For a machine-readable version, see scope.txt

Files out of scope

File
script/**.**
src/curators/interfaces/**.**
src/interfaces/**.**
src/lex/latentswap/interfaces/**.**
src/periphery/**.**
test/**.**
Totals: 51

For a machine-readable version, see out_of_scope.txt

Additional context

Areas of concern (where to focus for bugs)

LatentSwap

• Is the LatentSwap invariant upheld at all times for atomic transactions?
• Can anyone mint / redeem / swap more tokens than allowed to (and extract value from the system, up-to a 10^-20 precision)?
• Can one user bring in a large amount of base assets (up-to allowed limits), and through a series of mint / swap / redeem actions extract value from the system (up-to a 10^-20 precision)?

Covenant

• Does the Covenant contract keep base assets between markets siloed and independent of each other (i.e., one market cannot take out base assets from another)?
• Can a malformed ERC20 or oracle external contract re-enter the market to extract value?
• Can a Covenant market be bricked (in situations where the collateral FDV is in an appropriate range)?

Main invariants

LatentSwap Invariant

This invariant sets the relationship between the notional value of yield tokens, the value of leverage tokens, and the value of base assets. This is based on the following two formulas:

$$ \left(\frac{L}{\sqrt{P_a}} - V_{yield}\right )\left(L\sqrt{P_b} - V_{leverage}\right)=L^2 $$ where $$ L = V_c \frac{\sqrt{P_a P_b}}{\sqrt{P_b}-\sqrt{P_a}} $$

Where $P_b$, $P_a$ are the min / max price of the market (price edges). $V_c$ is the collateral value, $V_{yield}$ the yield coin notional value, and $V_{leverage}$ the leverage coin value. The formula above is very similar to a Uniswap V3 concentrated liquidity invariant between two prices $p_a$ and $p_b$.

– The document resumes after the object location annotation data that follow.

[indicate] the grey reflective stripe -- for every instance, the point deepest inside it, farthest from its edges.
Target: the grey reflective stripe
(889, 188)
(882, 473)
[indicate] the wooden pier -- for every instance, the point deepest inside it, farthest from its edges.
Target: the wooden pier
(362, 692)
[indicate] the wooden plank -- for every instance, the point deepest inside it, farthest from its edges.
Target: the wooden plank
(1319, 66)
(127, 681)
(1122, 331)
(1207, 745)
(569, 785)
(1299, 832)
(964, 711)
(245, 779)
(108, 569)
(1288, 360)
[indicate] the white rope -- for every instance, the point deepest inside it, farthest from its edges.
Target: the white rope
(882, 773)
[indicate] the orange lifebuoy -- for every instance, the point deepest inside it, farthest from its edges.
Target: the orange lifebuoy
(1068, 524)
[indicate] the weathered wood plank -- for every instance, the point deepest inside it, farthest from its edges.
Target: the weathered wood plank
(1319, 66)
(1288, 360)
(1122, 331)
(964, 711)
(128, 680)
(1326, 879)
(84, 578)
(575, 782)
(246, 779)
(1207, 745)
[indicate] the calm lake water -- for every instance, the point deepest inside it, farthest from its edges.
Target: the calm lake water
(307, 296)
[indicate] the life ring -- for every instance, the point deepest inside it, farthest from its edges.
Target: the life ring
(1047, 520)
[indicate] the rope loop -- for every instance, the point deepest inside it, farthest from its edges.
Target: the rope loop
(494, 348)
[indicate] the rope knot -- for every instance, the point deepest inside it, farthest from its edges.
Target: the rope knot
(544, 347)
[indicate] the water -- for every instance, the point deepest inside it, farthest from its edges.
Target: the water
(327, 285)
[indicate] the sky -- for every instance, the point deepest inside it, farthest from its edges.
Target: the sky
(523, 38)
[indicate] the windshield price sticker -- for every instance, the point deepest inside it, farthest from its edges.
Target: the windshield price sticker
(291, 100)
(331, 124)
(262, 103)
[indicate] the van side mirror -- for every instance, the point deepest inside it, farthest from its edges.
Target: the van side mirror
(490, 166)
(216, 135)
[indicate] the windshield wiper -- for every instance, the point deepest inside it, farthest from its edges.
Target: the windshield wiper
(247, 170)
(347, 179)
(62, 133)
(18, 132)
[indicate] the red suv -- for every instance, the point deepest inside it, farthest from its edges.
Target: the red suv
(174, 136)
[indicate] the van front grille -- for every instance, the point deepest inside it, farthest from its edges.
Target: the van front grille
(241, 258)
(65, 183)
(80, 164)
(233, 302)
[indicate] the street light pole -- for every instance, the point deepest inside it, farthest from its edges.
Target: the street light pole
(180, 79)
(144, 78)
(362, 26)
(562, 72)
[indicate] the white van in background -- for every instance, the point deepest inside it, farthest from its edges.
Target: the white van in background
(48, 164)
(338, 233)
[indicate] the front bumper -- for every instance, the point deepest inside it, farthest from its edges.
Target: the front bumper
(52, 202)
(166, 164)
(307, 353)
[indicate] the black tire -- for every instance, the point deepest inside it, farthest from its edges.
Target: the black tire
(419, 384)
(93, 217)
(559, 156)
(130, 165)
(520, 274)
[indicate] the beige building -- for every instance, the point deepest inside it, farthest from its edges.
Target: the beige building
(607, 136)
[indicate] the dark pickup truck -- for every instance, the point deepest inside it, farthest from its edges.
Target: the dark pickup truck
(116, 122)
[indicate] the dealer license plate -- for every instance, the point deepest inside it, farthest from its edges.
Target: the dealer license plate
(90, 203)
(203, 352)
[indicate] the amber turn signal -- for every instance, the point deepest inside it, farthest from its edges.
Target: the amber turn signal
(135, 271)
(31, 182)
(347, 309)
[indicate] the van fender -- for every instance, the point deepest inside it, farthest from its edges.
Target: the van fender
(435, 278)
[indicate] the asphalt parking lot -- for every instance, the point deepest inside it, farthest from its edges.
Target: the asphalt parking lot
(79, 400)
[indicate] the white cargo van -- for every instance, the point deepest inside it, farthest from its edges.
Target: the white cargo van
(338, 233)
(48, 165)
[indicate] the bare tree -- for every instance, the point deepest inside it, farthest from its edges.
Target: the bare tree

When initialized, markets are position at target LTV and have a price of 1. In this instance, $V_{collateral} = V_{yield} + V_{leverage}$. However, this equality is not an invariant, it is just a spot case of the previous equation. What does hold however, is that $V_{collateral} <= V_{yield} + V_{leverage}$.

All trusted roles in the protocol

Role	Description
Covenant Governance	Can pause markets, and add trusted LEX markets and curators (oracles)
Covenant Pause	Per market, this address can pause the market (and transfer this permission)
LEX Governance	Can set some market parameters, including mint / redeem limits
Curator Governance	Can add / modify / remove oracles

Running tests

Prerequisites

The codebase relies on the foundry toolkit, installing all relevant dependencies automatically through it. All instructions have been tested under the following configuration:

• forge (foundry): 1.3.5-stable

Compilation

The codebase can be compiled using the following command:

forge build

PoC

A dedicated C4PoC.t.sol test file exists in the test/poc subfolder of the codebase with a single test suite that can be executed with the following command:

forge test --match-test submissionValidity -vvv

For any submission to be accepted as valid by wardens who must provide a PoC, the test must execute successfully and must not mock any contract-initiated calls.

Miscellaneous

Employees of Covenant Finance and employees' family members are ineligible to participate in this audit.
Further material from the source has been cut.